Al Eqtisadiah (الاقتصادية) is a Saudi daily business newspaper, published by Saudi Research and Publishing Company. It has been in circulation since 1962.

==History==
Al Eqtisadiah was first launched as an economic daily in 1962 by brothers Mohammad and Hisham Hafiz. Later, it began to be published by Saudi Research and Publishing Company, a subsidiary of Saudi Research and Marketing Group, on 12 January 1992.

The paper has a Gulf edition.

==Target audience==
Al Eqtisadiah is often called "The Financial Times of Saudi Arabia". Therefore, its target population is primarily businesspeople as well as academics, and senior government employees in the Kingdom and the GCC.

Al Eqtisadiah is reported to rapidly secure a loyal readership of Saudi executives and government officials. The paper is also read by educated Saudi women and female students.

==Ownership==
Al Eqtisadiah is one of the daily newspapers published by Saudi Research and Publishing Company (SRPC)], one of the Saudi Research and Marketing Group (SRMG) companies. The other daily newspapers published by SRPC are Arab News and Al Sharq Al Awsat. As of 2013 the chairman of SRMG was Turki bin Salman Al Saud.

==Content==
Al Eqtisadiah provides both news coverage and research, analysis and commentary on economic and business-related events at domestic, regional and international levels. It also provides the translated articles and news from major international business publications, including the Financial Times, the Harvard Business Review, INSEAD, and Frankfurter regarding major economic events and developments.

The newspaper closely deals with consumer affairs as well as financial trends within the region and abroad. It offers its readers opinions about their financial initiatives and investments. It monitors the developments throughout the Kingdom by focusing on social and economic trends and uncovering important issues that have impact on communities as well as the country's economy as a whole. Additionally, daily in-depth articles published provide an analysis of how developments may affect the Saudi economy.

Although Al Eqtisadiah was founded as a financial daily paper, it is equally known for its political content, often printing editorials and opinion harshly critical of the US on a number of fronts. On the other hand, during the term of its former chief editor Abdul Wahab Al Faiz, Al Eqtisadiah a few years before 2009 appeared to return to its original finance-focus, gradually moving away from political opinion and focusing on themes of interest to the region's business elite.

However, Al Eqtisadiah seems to return to the pre-Al Faiz period, since editor-in-chief Salman Al Dossari published an article challenging the Russia's stance over Syrian government on 24 March 2012. Specifically, Al Dossari harshly criticized Russia, especially Sergey Lavrov, for supporting Bashar al-Assad and argued that the same tactics used by Russia to oppress Muslim majority in Chechnya and the Caucasus have been used by Assad to oppress Sunni majority in Syria.

The paper also contains a section on environmental issues which is published weekly.

==Circulation==
Al Eqtisadiah had a circulation of 76,928 copies in the beginning of the 2000s.

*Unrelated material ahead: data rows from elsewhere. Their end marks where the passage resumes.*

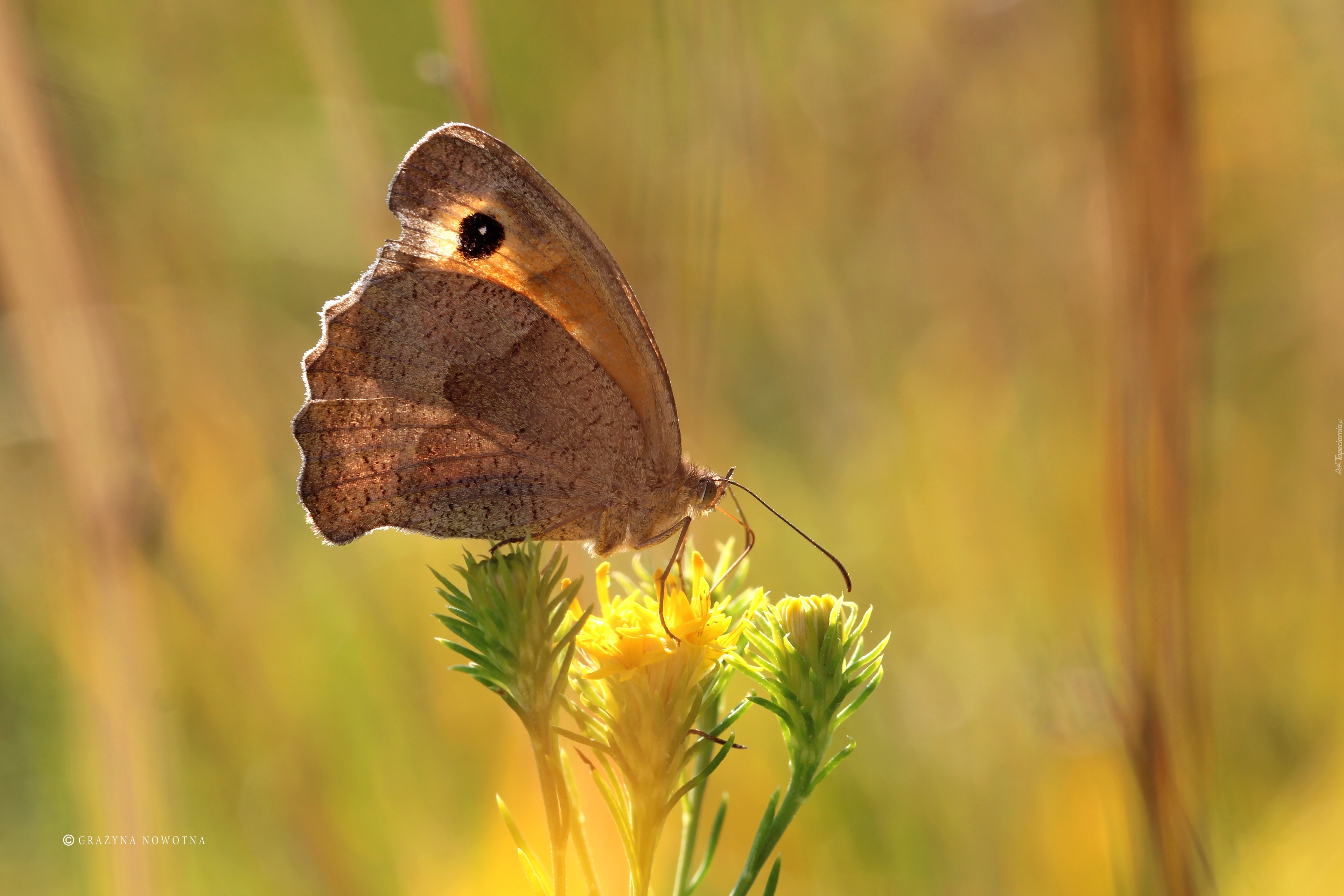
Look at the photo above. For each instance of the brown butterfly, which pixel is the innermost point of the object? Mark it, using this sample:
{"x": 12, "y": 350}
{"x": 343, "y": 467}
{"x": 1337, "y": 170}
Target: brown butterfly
{"x": 492, "y": 375}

In 2007 the paper sold about 60,000 copies. The paper's website was the eighth among top 63 online newspapers of the Arab world in a ranking published by Forbes Middle East magazine in 2011.

==Chief editors==
Former editor-in-chief of Al Eqtisadiah was Muhammad Faraj Al Tunisi, who resigned for personal reasons in 2003. He had been in this post since 1992. Abdul Wahap Al Faiz was the chief editor of Al Eqtisadiah from 2003 to October 2011 when he was made editor-in-chief of Arab News, replacing Khalid Almaeena. Salman bin Yousuf Al Dossary was appointed to the post in October 2011. Al Dossari was working as assistant editor in chief of Asharq al Awsat before his appointment.

==TV channel==
There is also a TV channel bearing the same name, Al Eqtisadiah TV, that broadcasts economy news. The channel launched its YouTube channel in November 2012.